Prud'hon S, Kubis N
Université Paris Diderot, Sorbonne Paris Cité, 75475 Paris, France; Service de physiologie clinique, hôpital Lariboisière, AP-HP, 75475 Paris, France.
Université Paris Diderot, Sorbonne Paris Cité, 75475 Paris, France; Service de physiologie clinique, hôpital Lariboisière, AP-HP, 75475 Paris, France; CART, Inserm U965, 75475 Paris, France.
Rev Med Interne. 2019 Jan;40(1):28-37. doi: 10.1016/j.revmed.2018.03.011. Epub 2018 Mar 31.

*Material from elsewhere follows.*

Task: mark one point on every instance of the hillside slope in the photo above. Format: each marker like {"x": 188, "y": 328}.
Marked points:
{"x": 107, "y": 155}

Idiopathic peripheral facial palsy, also named Bell's palsy, is the most common cause of peripheral facial palsy in adults. Although it is considered as a benign condition, its social and psychological impact can be dramatic, especially in the case of incomplete recovery. The main pathophysiological hypothesis is the reactivation of HSV 1 virus in the geniculate ganglia, leading to nerve edema and its compression through the petrosal bone. Patients experience an acute (less than 24 hours) motor deficit involving ipsilateral muscles of the upper and lower face and reaching its peak within the first three days. Frequently, symptoms are preceded or accompanied by retro-auricular pain and/or ipsilateral face numbness. Diagnosis is usually clinical but one should look for negative signs to eliminate central facial palsy or peripheral facial palsy secondary to infectious, neoplastic or autoimmune diseases. About 75% of the patients will experience spontaneous full recovery, this rate can be improved with oral corticotherapy when introduced within the first 72 hours. To date, no benefit has been demonstrated by adding an antiviral treatment. Hemifacial spasms (involuntary muscles contractions of the hemiface) or syncinesia (involuntary muscles contractions elicited by voluntary ones, due to aberrant reinnervation) may complicate the disease's course. Electroneuromyography can be useful at different stages: it can first reveal the early conduction bloc, then estimate the axonal loss, then bring evidence of the reinnervation process and, lastly, help for the diagnosis of complications.
特发性周围性面神经麻痹,也称为贝尔麻痹,是成人周围性面神经麻痹最常见的病因。尽管它被认为是一种良性疾病,但其对社会和心理的影响可能很大,尤其是在恢复不完全的情况下。主要的病理生理假说是膝状神经节中单纯疱疹病毒1型的重新激活,导致神经水肿并通过颞骨受压。患者会出现急性(少于24小时)运动功能障碍,累及同侧上下面部肌肉,并在头三天内达到高峰。通常,症状出现之前或同时伴有耳后疼痛和/或同侧面部麻木。诊断通常基于临床,但应寻找阴性体征以排除中枢性面神经麻痹或继发于感染、肿瘤或自身免疫性疾病的周围性面神经麻痹。约75%的患者会自发完全恢复,在最初72小时内开始口服皮质类固醇治疗可提高这一恢复率。迄今为止,添加抗病毒治疗尚未显示出益处。半面痉挛(半侧面部肌肉不自主收缩)或联带运动(由于异常再支配,由随意运动引起的不自主肌肉收缩)可能使病程复杂化。肌电图在不同阶段可能有用:它首先可揭示早期传导阻滞,然后评估轴突损失,接着证明再支配过程,最后有助于并发症的诊断。